Oil through the eyes of a data analyst

Oil through the eyes of a data analyst

Do you love working with data as much as I do? Do you also suffer from imperfect data analysis tools? And so, literally in the first lines, I understand that I have to be very careful not to hurt the feelings of, for example, fans of Excel or Notepad++. I will try to correct the situation: Excel is great! The best low-code system! Notepad++ is incomparable… but try working with these tools on one million lines of data… eh, I couldn’t resist. And while the article promises to be provocative, I will add to the fire: I want to demonstrate how to process and analyze data for all depersonalized oil deals. With an analyst’s view, I will show how big capital controls the market. And yes, I want this opportunity to be available not only to corporations with their resources, but also to the average user with a laptop. The text of the article is not an investment recommendation, all coincidences are accidental.

A brief introduction.

The writing of the article, as well as the collection of data, were carried out in the first half of January 2024. Therefore, the subject of analysis was depersonalized agreements regarding the settlement of oil futures (BRG4) in the period starting from the beginning of the evening session on January 12, 2024 and ending with the end of the daytime session on January 17, 2024.

Content

1) Method of obtaining and preparing data

2) Data storage and loading

3) Data analysis

Method of obtaining data.

I will describe how to do it for free, but you must have an active Quik trading terminal.
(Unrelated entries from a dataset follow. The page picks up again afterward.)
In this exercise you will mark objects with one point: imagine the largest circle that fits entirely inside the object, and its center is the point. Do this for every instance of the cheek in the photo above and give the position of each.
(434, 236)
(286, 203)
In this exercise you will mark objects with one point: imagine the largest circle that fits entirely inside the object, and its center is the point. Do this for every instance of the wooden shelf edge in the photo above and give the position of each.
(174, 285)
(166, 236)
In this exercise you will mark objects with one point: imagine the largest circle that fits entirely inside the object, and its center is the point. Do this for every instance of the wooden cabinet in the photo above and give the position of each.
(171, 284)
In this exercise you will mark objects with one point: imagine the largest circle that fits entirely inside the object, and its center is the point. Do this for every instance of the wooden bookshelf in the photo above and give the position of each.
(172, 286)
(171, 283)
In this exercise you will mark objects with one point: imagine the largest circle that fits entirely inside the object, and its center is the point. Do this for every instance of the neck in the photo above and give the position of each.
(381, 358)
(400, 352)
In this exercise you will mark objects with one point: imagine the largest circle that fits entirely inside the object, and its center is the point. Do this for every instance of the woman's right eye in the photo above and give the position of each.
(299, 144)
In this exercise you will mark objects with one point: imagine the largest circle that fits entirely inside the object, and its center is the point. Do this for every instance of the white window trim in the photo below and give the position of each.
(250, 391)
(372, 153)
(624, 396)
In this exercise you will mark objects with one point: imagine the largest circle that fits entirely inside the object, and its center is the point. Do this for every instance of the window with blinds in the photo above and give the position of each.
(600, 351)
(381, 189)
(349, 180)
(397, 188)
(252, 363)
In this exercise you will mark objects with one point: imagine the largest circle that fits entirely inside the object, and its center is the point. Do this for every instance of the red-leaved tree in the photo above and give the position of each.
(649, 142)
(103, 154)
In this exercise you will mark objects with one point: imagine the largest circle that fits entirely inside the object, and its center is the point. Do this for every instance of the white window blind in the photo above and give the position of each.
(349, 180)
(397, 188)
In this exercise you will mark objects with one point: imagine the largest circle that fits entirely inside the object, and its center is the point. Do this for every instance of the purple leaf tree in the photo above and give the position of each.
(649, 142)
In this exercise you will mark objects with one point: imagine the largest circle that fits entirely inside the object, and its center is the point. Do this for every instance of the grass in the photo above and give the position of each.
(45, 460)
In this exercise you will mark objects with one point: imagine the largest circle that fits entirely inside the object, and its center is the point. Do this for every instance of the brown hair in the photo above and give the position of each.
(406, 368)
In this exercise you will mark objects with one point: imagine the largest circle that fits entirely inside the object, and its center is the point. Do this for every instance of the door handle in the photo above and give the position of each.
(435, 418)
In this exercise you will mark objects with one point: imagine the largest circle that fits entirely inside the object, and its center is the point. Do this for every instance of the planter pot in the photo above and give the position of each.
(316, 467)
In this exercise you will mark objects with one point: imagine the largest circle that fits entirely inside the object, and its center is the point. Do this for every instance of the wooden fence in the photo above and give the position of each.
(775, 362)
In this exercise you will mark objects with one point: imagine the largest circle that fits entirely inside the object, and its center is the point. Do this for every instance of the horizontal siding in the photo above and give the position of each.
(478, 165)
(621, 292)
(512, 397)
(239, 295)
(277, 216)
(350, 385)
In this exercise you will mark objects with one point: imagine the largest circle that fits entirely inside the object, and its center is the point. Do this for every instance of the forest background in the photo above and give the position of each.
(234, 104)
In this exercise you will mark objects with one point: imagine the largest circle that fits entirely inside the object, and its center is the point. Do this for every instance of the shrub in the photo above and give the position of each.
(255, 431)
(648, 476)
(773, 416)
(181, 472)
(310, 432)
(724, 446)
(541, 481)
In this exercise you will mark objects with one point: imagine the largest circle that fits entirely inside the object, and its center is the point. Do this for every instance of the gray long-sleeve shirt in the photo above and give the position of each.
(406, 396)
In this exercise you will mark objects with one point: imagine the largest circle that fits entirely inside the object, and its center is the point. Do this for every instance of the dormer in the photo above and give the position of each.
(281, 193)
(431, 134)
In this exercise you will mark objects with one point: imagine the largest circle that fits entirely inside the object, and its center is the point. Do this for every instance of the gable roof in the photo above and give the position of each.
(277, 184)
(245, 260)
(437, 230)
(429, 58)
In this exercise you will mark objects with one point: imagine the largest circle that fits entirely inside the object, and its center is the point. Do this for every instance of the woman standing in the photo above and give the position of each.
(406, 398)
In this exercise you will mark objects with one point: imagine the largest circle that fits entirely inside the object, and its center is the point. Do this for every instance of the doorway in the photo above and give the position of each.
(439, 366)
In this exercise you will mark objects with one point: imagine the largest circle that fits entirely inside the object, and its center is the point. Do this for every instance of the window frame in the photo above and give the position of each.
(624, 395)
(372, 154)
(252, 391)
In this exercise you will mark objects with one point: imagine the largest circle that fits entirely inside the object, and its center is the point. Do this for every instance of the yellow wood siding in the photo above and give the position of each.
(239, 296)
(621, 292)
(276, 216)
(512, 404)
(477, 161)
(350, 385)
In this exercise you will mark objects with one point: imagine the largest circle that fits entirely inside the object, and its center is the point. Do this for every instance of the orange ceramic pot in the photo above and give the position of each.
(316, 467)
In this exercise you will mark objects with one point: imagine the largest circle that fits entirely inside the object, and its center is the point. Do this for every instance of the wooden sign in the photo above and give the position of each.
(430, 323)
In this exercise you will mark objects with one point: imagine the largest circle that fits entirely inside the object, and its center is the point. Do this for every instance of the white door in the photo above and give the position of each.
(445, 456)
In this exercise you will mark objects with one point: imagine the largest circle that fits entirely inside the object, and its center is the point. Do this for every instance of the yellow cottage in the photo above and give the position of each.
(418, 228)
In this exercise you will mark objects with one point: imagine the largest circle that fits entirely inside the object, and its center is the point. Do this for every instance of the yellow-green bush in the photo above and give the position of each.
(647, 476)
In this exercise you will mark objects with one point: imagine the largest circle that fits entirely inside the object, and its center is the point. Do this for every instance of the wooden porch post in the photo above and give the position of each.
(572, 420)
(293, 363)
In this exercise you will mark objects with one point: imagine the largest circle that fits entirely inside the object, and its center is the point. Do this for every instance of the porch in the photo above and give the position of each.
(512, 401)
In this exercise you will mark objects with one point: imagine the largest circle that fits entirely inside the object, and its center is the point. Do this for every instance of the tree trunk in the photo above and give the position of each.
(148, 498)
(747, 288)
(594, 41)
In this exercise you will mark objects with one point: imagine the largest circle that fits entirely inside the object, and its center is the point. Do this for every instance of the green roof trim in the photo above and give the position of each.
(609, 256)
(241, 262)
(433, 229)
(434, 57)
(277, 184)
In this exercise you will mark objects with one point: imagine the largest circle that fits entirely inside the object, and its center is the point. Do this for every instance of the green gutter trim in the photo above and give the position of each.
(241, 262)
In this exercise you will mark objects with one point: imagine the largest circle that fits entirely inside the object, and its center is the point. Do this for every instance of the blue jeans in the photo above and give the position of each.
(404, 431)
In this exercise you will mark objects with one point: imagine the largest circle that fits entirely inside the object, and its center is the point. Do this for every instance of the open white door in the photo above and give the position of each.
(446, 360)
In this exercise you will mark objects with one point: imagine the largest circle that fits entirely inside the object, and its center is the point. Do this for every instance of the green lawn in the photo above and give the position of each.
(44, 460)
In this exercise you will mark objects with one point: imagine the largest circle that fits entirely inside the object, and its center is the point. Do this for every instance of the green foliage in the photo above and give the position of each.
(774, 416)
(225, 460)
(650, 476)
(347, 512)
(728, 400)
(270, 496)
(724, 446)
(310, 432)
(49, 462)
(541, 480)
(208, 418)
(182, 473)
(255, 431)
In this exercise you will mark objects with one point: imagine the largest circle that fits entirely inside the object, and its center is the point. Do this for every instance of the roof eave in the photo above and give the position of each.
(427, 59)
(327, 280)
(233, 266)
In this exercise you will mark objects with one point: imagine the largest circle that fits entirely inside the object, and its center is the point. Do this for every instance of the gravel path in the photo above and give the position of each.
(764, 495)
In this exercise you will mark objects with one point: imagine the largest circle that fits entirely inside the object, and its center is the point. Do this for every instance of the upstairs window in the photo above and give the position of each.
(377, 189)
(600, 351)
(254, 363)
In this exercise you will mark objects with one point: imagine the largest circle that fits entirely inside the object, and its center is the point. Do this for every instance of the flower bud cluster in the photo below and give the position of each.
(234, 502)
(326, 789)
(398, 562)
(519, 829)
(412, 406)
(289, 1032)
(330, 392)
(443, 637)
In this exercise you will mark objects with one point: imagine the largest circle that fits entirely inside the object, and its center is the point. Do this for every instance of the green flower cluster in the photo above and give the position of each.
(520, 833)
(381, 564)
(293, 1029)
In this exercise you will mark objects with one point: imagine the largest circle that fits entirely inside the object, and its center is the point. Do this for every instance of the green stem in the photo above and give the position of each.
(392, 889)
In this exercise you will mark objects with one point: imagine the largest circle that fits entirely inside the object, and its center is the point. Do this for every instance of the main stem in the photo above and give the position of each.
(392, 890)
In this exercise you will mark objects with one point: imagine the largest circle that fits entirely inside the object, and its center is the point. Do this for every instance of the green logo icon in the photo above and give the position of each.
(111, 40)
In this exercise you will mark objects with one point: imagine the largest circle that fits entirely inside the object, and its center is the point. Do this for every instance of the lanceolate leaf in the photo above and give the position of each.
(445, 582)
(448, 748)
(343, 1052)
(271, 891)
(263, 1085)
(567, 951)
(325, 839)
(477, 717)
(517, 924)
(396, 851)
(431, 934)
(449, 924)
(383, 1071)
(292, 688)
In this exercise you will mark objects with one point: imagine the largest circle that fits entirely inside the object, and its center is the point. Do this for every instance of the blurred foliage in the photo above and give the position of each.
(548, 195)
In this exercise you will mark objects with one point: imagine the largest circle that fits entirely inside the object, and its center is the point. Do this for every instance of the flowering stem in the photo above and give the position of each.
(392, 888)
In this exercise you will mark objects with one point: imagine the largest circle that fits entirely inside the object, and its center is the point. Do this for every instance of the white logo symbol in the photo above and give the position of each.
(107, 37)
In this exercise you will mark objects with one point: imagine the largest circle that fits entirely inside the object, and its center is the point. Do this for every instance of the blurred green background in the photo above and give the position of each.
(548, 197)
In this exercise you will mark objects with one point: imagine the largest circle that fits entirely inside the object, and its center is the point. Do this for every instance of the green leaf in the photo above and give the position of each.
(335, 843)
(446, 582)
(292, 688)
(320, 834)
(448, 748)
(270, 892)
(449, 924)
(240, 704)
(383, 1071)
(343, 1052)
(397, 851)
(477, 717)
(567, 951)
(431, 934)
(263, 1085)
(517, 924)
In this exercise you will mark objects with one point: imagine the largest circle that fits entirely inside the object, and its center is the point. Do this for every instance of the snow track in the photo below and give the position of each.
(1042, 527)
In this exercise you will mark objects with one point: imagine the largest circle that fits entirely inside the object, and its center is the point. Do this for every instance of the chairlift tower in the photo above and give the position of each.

Yes, there is a service of the Moscow Exchange, which shares data very sparingly. Yes, I liked the idea

tinkoff

give everything through an API mesh (love Swagger). But I repeat, it is difficult for an ordinary user. We open the Quik terminal, preferably closer to the end of the day session (18-45 Moscow time). The time was chosen randomly, because through the terminal you have the opportunity to get data for just one day (to be more precise for the evening session of the previous day and for the daytime current session).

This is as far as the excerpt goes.